Até mesmo a seleção campeã, os Estados Unidos, encontrou obstáculos impensáveis hoje. Longe do profissionalismo e anterior à emenda Title IX (que obrigou o investimento igualitário entre os gêneros no esporte universitário), as principais jogadoras recrutadas advinham de universidades de cunho religioso, voltadas exclusivamente ao público feminino; e nos elencos bicampeões em 53 e 57 só havia jogadoras brancas. As jogadoras norte-americanas precisavam, ainda, adaptar-se a regras diferentes, como o drible ilimitado e a possibilidade de circulação na quadra toda.

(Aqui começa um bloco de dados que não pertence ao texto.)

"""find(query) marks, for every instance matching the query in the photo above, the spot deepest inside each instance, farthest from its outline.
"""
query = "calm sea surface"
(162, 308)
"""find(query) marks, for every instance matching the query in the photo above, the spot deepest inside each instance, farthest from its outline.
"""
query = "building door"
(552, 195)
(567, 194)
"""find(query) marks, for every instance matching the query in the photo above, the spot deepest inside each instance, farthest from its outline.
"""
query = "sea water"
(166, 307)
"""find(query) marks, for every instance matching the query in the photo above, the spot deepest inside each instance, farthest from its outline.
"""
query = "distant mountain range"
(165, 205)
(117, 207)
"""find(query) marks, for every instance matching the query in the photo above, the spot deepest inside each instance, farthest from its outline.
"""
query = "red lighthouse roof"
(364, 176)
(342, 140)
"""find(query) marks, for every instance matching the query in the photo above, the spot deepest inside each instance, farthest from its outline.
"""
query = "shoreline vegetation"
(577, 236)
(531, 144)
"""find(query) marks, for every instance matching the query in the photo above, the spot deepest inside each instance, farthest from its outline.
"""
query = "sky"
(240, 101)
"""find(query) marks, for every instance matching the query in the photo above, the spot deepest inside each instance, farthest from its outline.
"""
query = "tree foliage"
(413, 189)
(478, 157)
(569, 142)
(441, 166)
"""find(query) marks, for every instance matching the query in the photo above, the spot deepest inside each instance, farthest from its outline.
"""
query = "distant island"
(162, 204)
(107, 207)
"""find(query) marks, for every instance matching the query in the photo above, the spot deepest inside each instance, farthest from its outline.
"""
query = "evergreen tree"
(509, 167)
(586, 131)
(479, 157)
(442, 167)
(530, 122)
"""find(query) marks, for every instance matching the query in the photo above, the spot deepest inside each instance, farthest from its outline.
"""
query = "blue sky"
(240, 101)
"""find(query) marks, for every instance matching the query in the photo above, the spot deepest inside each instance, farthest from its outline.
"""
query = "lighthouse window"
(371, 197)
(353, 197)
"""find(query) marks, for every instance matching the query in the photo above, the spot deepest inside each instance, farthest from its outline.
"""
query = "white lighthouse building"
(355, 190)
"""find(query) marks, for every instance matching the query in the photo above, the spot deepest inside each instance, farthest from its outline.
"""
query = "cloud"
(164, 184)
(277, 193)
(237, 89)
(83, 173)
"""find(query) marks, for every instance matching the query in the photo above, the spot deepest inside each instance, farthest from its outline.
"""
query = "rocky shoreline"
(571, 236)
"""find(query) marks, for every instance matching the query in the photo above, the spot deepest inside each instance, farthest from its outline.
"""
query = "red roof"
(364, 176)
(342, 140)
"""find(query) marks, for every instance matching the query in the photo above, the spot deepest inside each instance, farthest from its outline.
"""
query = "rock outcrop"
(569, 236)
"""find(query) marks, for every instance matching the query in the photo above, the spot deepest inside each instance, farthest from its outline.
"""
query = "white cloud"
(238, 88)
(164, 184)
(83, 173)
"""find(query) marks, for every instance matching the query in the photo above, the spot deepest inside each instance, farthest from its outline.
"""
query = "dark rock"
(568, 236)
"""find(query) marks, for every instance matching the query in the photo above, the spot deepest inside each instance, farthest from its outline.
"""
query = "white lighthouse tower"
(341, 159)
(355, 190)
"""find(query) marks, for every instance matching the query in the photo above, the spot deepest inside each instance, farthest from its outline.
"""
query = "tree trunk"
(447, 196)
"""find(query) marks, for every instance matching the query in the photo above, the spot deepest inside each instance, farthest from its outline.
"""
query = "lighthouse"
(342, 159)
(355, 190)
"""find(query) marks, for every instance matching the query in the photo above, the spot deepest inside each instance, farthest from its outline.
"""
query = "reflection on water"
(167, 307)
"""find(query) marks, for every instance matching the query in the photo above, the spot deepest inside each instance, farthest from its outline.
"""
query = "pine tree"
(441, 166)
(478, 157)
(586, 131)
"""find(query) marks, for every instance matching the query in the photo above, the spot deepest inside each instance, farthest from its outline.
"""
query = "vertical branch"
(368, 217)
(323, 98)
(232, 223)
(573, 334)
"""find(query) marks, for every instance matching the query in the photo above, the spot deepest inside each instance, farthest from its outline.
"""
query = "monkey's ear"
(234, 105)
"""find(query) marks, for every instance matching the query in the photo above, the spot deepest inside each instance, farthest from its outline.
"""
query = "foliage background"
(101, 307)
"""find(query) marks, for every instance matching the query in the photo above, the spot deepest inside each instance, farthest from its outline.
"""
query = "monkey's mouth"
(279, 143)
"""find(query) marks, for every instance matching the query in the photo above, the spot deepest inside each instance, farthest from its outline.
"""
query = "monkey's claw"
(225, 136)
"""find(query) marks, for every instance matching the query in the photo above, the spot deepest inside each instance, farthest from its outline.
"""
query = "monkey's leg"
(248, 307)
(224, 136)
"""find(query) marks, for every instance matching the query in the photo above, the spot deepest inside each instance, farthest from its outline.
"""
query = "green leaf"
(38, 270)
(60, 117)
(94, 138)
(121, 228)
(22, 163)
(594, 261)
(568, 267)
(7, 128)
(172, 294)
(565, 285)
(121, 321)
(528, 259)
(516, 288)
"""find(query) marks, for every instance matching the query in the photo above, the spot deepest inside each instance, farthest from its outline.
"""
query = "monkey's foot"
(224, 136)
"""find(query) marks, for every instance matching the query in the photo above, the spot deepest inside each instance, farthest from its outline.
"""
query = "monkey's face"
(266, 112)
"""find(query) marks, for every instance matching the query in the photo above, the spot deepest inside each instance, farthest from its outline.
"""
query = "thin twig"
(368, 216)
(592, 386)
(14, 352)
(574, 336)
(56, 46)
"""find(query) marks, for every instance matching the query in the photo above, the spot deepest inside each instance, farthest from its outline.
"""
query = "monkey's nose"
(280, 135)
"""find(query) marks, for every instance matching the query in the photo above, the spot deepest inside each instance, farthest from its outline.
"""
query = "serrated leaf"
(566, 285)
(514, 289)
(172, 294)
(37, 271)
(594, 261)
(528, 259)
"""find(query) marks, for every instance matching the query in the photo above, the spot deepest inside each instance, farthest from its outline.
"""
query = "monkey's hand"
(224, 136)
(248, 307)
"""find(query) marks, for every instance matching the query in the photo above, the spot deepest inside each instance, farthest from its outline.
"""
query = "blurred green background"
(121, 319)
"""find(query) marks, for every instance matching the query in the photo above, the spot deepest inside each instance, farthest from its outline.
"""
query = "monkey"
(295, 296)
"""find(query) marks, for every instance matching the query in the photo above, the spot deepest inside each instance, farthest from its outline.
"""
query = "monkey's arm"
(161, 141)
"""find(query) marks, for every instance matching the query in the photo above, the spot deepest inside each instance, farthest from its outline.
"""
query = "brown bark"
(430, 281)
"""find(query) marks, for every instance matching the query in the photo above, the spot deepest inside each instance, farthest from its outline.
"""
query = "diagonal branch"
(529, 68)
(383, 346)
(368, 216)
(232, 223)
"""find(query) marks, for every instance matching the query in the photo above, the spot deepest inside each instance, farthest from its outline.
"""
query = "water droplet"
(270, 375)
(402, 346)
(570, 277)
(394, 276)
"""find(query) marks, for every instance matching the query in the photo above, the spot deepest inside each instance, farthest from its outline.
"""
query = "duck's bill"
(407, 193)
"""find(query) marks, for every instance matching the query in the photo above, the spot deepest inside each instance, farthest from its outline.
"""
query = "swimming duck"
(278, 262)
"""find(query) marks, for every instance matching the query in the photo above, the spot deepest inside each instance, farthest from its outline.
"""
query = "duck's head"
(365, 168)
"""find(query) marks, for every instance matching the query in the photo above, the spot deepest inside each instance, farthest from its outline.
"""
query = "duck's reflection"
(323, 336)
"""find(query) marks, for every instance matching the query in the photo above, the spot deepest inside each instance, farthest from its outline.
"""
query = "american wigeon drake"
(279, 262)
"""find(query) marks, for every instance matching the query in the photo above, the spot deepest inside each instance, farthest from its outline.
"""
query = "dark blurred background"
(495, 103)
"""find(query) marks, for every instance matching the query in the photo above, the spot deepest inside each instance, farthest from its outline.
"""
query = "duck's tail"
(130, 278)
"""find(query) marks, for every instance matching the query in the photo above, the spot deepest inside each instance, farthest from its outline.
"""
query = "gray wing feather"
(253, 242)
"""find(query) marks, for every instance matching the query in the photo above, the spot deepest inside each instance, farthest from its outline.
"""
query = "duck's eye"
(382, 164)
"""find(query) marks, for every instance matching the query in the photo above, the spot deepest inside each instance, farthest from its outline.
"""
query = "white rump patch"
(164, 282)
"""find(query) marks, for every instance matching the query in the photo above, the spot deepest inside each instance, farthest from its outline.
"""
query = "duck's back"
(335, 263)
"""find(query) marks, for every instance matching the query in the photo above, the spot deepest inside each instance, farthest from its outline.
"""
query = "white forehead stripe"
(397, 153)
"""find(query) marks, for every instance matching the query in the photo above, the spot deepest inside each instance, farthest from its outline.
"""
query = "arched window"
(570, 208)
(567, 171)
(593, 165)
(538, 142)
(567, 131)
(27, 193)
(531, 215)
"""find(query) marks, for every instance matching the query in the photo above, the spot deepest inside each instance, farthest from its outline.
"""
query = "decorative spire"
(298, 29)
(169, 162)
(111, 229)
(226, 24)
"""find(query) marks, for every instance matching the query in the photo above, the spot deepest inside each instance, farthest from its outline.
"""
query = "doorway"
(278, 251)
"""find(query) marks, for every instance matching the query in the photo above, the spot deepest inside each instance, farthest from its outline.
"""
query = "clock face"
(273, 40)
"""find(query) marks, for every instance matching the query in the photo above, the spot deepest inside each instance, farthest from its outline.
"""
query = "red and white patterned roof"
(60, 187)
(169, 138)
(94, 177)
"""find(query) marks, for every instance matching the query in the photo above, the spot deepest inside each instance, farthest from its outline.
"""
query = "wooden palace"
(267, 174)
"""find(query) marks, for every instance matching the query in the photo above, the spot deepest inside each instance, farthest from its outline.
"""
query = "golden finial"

Por outro lado, ia gerando-se em 57 o principal confronto da história do basquete feminino de seleções, EUA x URSS, com vitória das americanas por apenas 3 pontos. Os EUA sagraram-se bicampeãs com o mesmo técnico (John Head) e apenas uma jogadora do elenco de 53 (Katherine Washington, a mais velha do time, com módicos 24 anos). A MVP foi a americana Nera White.

Foto: ProBallers.com

Outra jogadora americana campeã em 57, Rita Alexander, conheceu seu futuro marido, conterrâneo que trabalhava no Rio de Janeiro para o governo de seu país. Já como Rita Alexander Colman, ela rodou o mundo acompanhando o marido e retornou ao Rio de Janeiro, ocasião em defendeu o Fluminense. Na final do Campeonato Carioca de 60, ela marcou 8 pontos na final contra o Botafogo.

Voltemos ao Paraguai, que viveu sua melhor fase na modalidade nesse período, tendo inclusive se sagrado campeão sul-americano em 52, título que se repetiria em casa em 62, no último torneio da carreira de Edith Nunes. Novamente, ela teve papel fundamental: a cesta do título, no último jogo, contra o Brasil, veio de suas mãos, em uma bola de longa distância no lance derradeiro, virando o jogo. Após o título, a pivô de 1,85m casou-se e aposentou-se das quadras.

O basquete feminino sul-americano era então bem disputado, sem a hegemonia que o Brasil alcançaria anos depois. O Chile sediou o primeiro Mundial (8 das 10 seleções participantes egressas do continente americano) e conquistou a prata.

Edith Nunes (direita) (Foto: Arquivo Pessoal)

Na campanha de 57, o Brasil entrou direto no heptagonal final, finalizando em quarto lugar, tal qual na edição de 53. A brasileira Zilda Ulbrich, conhecida como Coca, foi escolhida a segunda melhor jogadora do torneio. Inimaginável hoje, Zilda fez parte das seleções brasileiras de basquete e vôlei, e auxiliou as anfitriãs à campanha de 3 vitórias (Hungria, Paraguai e Chile, todas apertadas) e 3 derrotas (para as seleções do pódio – EUA, URSS e Tchecoslováquia). No jogo final, pela disputa do bronze, o Brasil foi derrotado após vencer o primeiro tempo e levar a virada.

A evolução da modalidade trouxe boas novidades ao Brasil, que após consolidar-se como potência no continente, faturou o Mundial quase 40 anos depois de sediar a segunda edição. Se os brasileiros foram agraciados, nossos vizinhos praticamente sumiram do mapa. A tal ponto chegou, que mesmo o resgate de figuras históricas, como Edith Nunes, esbarram em parcas notícias. Felizmente, além do talento, Paola Ferrari mostra-se ídola também ao recuperar suas antecessoras, as pioneiras que desbravaram a modalidade em terras paraguaias.